As Poslovni Dnevnik writes, Croatian returnee Darko Matt Sertic is breathing life back into an area in which the massif of Velebit plunges down into the sea. Jablanac, a place in which around fifty people live without a local school or a shop, but which does have a post office, a church, is home to a hotel like no other in Croatia. This hotel’s guests, believe it or not, stay there for free.
Darko decided on making such a move way even before he bought it, and he had spent literal years looking for a facility where the workers from his three Sisak companies could come and spend their holidays without having to pay one single cent, tportal writes.
“I do it out of pure selfishness, if you like. If you want a good and prosperous company with happy employees, you have to provide them with some basic things – paid travel expenses, hot meals, and you can even throw in a nice holiday, too. You have to help them out with what is affecting their family budget a little more. That’s how you keep hold of them. In addition, you’ll attract new, smarter people than you to come and work for you. Then you can step aside a little and say – great, less obligations for me,” 66-year-old Croatian returnee Sertic explained.
He bought the Ablana Hotel with its 26 rooms two years ago. It was built back during the second half of the 90s and was operational as a normal hotel until 2010, when it was left at the mercy of vandals and the cruel hands of time. It sadly turned into an abandoned, ghost hotel, joining a series of abandoned tourist facilities dotted along the Croatian coast that are decaying in silence as the years pass and the elements take their toll.
“The hotel was in a terrible state, I was simply blown away. It was overgrown with weeds and wild animals lived in it, and the rooms were toilets for the people swimming on the nearby beach. It was just awful!

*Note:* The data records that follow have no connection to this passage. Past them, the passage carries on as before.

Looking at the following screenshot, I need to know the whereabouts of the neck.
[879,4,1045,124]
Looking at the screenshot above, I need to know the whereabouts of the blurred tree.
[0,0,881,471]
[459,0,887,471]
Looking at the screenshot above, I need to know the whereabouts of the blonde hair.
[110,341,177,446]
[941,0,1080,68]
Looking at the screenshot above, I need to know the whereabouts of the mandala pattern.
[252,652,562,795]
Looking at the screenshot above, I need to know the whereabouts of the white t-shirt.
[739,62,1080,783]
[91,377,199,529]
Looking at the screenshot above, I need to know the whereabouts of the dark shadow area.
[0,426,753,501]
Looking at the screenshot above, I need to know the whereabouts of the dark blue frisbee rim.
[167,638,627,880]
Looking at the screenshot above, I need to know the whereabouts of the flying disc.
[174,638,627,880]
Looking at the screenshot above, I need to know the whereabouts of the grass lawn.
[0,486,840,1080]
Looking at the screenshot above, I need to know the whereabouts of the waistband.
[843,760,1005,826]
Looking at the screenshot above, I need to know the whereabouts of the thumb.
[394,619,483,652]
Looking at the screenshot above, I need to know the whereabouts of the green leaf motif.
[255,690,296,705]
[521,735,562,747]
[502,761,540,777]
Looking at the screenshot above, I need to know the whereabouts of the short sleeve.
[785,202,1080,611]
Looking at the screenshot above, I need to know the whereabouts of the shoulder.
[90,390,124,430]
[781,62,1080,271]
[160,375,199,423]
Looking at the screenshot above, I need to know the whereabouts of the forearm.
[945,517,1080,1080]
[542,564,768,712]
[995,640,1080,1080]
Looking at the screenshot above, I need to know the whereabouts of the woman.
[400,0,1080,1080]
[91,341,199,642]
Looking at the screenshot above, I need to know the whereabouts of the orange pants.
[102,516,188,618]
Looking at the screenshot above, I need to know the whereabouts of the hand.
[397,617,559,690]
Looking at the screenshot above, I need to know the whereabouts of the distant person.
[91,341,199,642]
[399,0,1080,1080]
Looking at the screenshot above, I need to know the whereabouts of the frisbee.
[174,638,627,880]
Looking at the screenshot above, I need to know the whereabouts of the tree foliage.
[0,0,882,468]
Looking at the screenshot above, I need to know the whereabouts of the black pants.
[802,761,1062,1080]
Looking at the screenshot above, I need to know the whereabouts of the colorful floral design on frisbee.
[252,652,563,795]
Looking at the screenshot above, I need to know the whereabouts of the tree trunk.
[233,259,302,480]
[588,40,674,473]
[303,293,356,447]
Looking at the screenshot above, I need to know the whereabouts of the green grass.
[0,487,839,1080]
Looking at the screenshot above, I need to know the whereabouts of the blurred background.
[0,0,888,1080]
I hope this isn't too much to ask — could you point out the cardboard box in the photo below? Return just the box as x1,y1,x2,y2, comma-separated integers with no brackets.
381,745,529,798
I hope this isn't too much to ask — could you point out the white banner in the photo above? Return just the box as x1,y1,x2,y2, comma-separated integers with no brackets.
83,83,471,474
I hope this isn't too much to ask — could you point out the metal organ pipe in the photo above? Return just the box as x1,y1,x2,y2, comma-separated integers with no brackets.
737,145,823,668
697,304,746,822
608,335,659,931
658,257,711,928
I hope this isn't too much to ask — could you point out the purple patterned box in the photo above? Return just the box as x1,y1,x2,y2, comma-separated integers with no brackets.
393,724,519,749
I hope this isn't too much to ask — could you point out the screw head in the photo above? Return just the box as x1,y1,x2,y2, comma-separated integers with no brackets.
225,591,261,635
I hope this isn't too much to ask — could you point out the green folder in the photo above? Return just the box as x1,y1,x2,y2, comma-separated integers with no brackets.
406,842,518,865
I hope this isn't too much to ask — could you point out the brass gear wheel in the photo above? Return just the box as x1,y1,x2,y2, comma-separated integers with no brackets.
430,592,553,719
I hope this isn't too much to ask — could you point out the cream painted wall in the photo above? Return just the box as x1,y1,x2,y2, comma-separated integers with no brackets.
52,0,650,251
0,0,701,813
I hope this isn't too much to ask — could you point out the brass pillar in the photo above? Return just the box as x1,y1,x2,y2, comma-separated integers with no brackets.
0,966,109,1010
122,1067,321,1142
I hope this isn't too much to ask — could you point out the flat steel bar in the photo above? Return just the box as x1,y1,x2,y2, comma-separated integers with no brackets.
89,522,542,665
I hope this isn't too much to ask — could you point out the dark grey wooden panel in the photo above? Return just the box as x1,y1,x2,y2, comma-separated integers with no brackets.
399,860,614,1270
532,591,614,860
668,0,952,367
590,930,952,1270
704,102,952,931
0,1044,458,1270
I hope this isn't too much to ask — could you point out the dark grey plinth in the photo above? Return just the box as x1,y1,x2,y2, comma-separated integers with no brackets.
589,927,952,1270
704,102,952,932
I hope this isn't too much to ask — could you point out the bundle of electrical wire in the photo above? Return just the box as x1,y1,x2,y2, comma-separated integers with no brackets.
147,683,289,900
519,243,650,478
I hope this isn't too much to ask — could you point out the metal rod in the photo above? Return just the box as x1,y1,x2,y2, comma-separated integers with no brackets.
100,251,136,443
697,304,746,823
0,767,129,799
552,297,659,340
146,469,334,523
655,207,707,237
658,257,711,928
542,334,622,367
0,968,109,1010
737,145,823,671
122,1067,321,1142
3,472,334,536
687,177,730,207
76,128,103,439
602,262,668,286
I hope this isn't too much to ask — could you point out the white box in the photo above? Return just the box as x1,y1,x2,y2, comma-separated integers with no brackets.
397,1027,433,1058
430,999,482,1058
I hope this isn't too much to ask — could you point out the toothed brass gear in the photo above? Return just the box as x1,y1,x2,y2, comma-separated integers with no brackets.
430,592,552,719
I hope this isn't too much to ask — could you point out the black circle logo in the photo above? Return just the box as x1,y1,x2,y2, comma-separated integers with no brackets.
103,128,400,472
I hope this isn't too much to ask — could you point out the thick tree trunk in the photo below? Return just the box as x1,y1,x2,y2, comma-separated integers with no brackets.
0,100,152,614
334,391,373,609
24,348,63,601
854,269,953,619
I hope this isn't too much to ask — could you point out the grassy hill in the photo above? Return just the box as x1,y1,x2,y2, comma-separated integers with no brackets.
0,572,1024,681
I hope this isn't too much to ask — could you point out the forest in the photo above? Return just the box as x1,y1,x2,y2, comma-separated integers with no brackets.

But in America they teach you that even that “awful” can be turned into something good. Everything can be fixed, except the location. When something is in an excellent location, then it makes sense for you to work hard on it,” explained Sertic.
He learned his priceless American entrepreneurial wisdom during the last 40 years he spent living and working across the pond. As a young man, Sertic moved away from his native Sisak to the USA in the mid-80s. He got a job in Silicon Valley and founded Applied Ceramics back in 1994. Its main business is the production of components for the chip industry, and its clients are the world’s largest manufacturers, such as Intel, Samsung, Philips and Taiwan’s TSMC, just to name a few.
He opened a plant in Sisak back in 2008, in the institute building of the former Zeljezara (ironworks). Three years after that, he started the international culinary academy Kul In, and in 2014, Pisak, the first business incubator in all of Croatia created based on a private initiative. This doggedly determined Croatian returnee did not stop there, either, and in 2018, he started the production of solar modules in his company Sunceco.
Here in Croatia, Sertic employs around 200 people. With them in mind, as well as is desire to provide internships for the participants of his culinary school during the summer, he started looking for a hotel or resort by the sea, and that’s how this extremely generous idea came to be.